Pourquoi six mouches, pas soixante
Entrez dans n'importe quel magasin de pêche à la mouche et vous verrez des centaines de modèles triés dans des plateaux, avec le message implicite que vous avez besoin d'une large sélection pour être prêt à toute éventualité. Presque chaque jour de pêche à la truite sur presque toutes les rivières d'Amérique du Nord se résume à une petite poignée de décisions, et une fois que vous comprenez ces décisions, six mouches vous permettront de pêcher presque tous les poissons que vous avez une chance réaliste d'attraper. Les cinquante-quatre autres resteront dans un plateau.
Ce que mange réellement une truite
Une truite qui lève les yeux voit trois types de nourriture, et presque tout le reste est une variation à l'intérieur de ces trois. Le premier est les insectes à la surface, où le généraliste n'a besoin de reconnaître qu'une éphémère, une phrygane, ou l'occasionnel terrestre tombé par accident. Le second est les insectes sous la surface, où les truites se nourrissent principalement de nymphes d'éphémères et de pupes de phryganes dérivant le long du fond d'un courant. Le troisième est une proie plus grande et automotrice comme les petits poissons et les sangsues, qui apparaissent lorsque la nourriture plus petite est rare ou que l'eau est suffisamment froide pour que la truite s'engage dans un repas plus important.
Six modèles, le vocabulaire complet
Trois mouches sèches couvrent la surface. Une imitation fine d'éphémère qui se maintient haut sur l'eau (la Parachute Adams en taille 14) gère les milliers d'espèces d'éphémères qui partagent la même silhouette essentielle. Un modèle touffu de phrygane avec une aile en forme de tente (l'Elk Hair Caddis en taille 12) couvre le deuxième insecte le plus courant qu'une truite voit à la surface. La troisième sèche est un attracteur plus grand (le Stimulator, orange, taille 12) pour les eaux agitées et pour les semaines de fin d'été où les sauterelles et les coléoptères dominent.

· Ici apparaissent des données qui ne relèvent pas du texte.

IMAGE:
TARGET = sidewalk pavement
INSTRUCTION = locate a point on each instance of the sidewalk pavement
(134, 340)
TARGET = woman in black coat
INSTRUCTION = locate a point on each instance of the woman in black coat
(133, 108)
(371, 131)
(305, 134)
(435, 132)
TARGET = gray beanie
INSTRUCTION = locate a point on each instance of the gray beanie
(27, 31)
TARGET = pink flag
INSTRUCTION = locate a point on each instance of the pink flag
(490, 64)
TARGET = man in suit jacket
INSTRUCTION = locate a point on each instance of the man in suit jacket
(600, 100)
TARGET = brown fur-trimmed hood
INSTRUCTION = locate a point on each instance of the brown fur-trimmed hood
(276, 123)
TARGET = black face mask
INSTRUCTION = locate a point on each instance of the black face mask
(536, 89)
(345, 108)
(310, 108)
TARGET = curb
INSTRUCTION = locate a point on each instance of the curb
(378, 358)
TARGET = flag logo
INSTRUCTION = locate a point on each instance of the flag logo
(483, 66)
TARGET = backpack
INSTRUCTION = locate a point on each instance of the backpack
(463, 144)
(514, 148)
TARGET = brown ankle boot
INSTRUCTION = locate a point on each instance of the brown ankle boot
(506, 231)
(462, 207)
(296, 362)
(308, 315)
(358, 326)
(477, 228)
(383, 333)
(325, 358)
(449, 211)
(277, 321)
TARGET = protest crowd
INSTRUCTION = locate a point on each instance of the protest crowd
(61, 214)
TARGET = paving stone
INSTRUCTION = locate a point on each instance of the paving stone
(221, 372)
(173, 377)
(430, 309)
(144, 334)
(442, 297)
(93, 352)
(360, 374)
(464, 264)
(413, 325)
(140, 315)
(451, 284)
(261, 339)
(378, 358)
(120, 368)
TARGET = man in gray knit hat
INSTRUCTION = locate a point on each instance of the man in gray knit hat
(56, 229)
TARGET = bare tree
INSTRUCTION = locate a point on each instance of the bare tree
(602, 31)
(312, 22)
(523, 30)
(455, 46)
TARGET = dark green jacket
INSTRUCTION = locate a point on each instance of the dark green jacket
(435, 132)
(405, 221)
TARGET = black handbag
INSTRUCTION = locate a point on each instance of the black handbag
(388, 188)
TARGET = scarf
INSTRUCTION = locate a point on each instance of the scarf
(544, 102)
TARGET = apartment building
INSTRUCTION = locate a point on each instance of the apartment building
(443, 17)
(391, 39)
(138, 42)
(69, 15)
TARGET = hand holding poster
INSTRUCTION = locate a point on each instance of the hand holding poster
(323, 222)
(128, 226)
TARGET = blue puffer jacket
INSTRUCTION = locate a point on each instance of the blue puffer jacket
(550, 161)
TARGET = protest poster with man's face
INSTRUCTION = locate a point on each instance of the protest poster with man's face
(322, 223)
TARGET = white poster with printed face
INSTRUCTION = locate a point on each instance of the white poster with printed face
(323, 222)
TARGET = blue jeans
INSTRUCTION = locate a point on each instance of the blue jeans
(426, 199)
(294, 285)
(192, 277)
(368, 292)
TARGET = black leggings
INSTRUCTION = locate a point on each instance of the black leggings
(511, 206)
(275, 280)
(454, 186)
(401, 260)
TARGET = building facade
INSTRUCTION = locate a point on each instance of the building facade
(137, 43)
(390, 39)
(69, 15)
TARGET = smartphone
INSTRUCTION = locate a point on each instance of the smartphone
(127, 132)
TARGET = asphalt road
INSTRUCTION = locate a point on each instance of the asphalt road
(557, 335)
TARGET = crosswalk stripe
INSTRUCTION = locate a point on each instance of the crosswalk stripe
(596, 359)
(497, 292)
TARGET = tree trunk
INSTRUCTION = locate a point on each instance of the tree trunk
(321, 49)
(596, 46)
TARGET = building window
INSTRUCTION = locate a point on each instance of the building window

Deux nymphes couvrent le fond. Une nymphe d'éphémère mince et lestée (la Pheasant Tail en taille 16) imite les formes immatures d'éphémères que les truites rencontrent constamment le long du lit de la rivière. Un généraliste plus gros (le Hare's Ear en taille 14) imite les pupes de phryganes, les gammares, les aselles, et la plupart des autres formes de vie subaquatiques qui correspondent à la catégorie "ressemblant-à-être-vivant".
Un streamer couvre tout le reste. Un petit modèle sombre à queue de marabout (l'Olive Woolly Bugger en taille 8) se déplace comme un poisson-appât ou une sangsue, pêché en travers ou ramené à travers le courant.
Où cela se brise
L'école de pêche à la mouche qui dit qu'il faut « matcher l'éclosion » exactement a raison dans des conditions spécifiques. Sur les ruisseaux de source, sur les biefs et sur les courants fortement sollicités où les truites voient des centaines de mouches artificielles par saison, une imitation hyper-spécifique produit plus de poissons, car la truite a le temps et la clarté de l'eau pour inspecter ce qui dérive. Ces eaux existent, et si vous les pêchez, vous élargirez délibérément votre sélection au fil du temps. Elles représentent une petite fraction des eaux à truites que la plupart des pêcheurs pêchent réellement, et même sur celles-ci, un généraliste dans les parages attrapera toujours du poisson, juste moins qu'un spécialiste.
Le coût réel de soixante
Le coût de transporter soixante mouches n'est pas le prix. C'est que les dix premières minutes de chaque sortie sont passées à feuilleter les plateaux, puis à changer de mouches, puis à douter du changement, pendant que la montée que vous êtes venu pêcher passe lentement. Le pêcheur avec six mouches s'approche de l'eau, observe pendant quinze secondes, demande si la truite se nourrit à la surface ou en dessous, et commence à pêcher.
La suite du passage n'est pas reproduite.